I received the notice the Saturday a week after she quit. I had until Monday, as in one work day, to respond or she'd collect and there wasn't a damn thing I could do about it. Good thing I checked the mail at the office that day. I composed a letter, giving my side of the story and faxed it. At least I tried to fax it. We've had tons of rain in the week previous and it fucks with the land lines. There wasn't an email address offered. So I went to Staples, an office supply store and paid to have it faxed. Long distance charges of course as the office I needed to send it to is across the state line. Out of doubt, I also mailed it Monday. I wasn't certain I'd get the opportunity to go to the post office and send it with tracking and the mail service around here has a habit of losing shit. That and I've had dumb fucks in offices "not receive" faxes in the past. So I paid to send the damn thing Priority.
Oh, and as far as the thread title, what have I done today? Today I called appointments for tomorrow, cancelled the ones I knew I'd need an assistant to hold for things like blood draws. I've got three cats coming in for Rabies vaccines. Wooohoooo, that'll pay some bills. I had to borrow $6000 USD to pay bills for this month and realized I still have a $6000 insurance bill due the beginning of January.
Oh, my other assistant? She is attempting to get into vet school and a job offer that she really needed to take cropped up. She left a week before my receptionist quit. Meanwhile, my receptionist had set up an account with a company that collects resumes.
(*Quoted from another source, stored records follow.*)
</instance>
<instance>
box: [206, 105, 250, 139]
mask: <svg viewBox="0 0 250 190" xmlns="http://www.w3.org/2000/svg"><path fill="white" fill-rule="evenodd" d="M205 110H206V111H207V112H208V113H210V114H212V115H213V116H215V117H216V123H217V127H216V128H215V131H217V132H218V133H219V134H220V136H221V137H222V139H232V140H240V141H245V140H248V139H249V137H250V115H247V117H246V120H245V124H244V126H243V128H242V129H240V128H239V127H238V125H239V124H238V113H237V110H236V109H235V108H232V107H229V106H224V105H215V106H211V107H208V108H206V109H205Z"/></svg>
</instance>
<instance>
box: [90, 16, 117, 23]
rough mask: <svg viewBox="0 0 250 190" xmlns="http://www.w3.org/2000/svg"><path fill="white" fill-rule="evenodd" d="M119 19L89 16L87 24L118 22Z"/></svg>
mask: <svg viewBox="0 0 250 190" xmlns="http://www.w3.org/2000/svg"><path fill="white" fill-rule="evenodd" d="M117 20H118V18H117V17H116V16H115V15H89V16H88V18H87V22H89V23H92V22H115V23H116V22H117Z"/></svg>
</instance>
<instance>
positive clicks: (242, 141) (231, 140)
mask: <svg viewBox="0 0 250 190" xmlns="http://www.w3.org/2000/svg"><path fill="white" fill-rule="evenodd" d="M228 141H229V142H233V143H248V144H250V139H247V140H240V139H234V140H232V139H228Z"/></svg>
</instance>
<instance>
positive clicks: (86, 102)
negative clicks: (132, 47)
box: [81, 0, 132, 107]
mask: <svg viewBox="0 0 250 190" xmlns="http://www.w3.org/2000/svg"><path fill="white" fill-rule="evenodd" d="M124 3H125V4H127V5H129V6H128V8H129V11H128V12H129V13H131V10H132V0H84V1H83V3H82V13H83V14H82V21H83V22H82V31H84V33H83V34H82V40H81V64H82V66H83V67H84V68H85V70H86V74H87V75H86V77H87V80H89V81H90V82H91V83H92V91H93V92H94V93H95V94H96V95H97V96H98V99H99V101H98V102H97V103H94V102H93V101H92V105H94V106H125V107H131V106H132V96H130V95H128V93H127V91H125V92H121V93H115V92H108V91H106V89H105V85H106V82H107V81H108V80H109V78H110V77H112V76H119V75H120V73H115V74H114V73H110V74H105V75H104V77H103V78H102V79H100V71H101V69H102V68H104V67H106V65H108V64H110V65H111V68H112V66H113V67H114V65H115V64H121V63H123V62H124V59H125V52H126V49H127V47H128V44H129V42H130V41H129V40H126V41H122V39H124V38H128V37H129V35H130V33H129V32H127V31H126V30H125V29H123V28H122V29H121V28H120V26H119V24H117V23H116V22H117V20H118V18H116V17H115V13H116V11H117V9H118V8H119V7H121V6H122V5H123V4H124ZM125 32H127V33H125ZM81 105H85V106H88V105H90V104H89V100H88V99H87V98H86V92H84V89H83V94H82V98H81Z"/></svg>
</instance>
She didn't leave the fucking password to the account. When I went through the lost password procedure I ended up being able to access the account but I couldn't access the resumes that had been piling up. I was getting email alerts for them, but no ability to look at them or respond.
The good news? Light is at the end of the tunnel. I've got two new hires coming in the first Monday of January. The bad news, I'm going to have to train both of them. What I've discovered is that my receptionist had a rather screwy method of coding for procedures. The nomenclature on our tracking sheets doesn't match the coding in the computer. All of that will have to change. AND, I have to do inventory and I cannot locate the proper reports for it in the 'puter. No telling how she's got that linked. I'll have to do that by hand next week.
What really puts all of the above into perspective is the phone call I got from my sister today. She fucking tested positive for COVID-19. She's been plagued with breast cancer a couple of times and has some health issues. Her sense of taste is gone and she's got a raspy voice. Last week, or maybe the one before, it's all been a blur, one of my brothers had his entire family test positive. Four generations. All symptomatic but only two requiring admission to the hospital. His wife first. She stayed in for about 4 days. Released with an oxygen generator. Her mother went in the day my brother picked up his wife. He had to turn around and take her to the hospital that evening. She died about 24 hours later.
I'll be so fucking glad when this shit is over.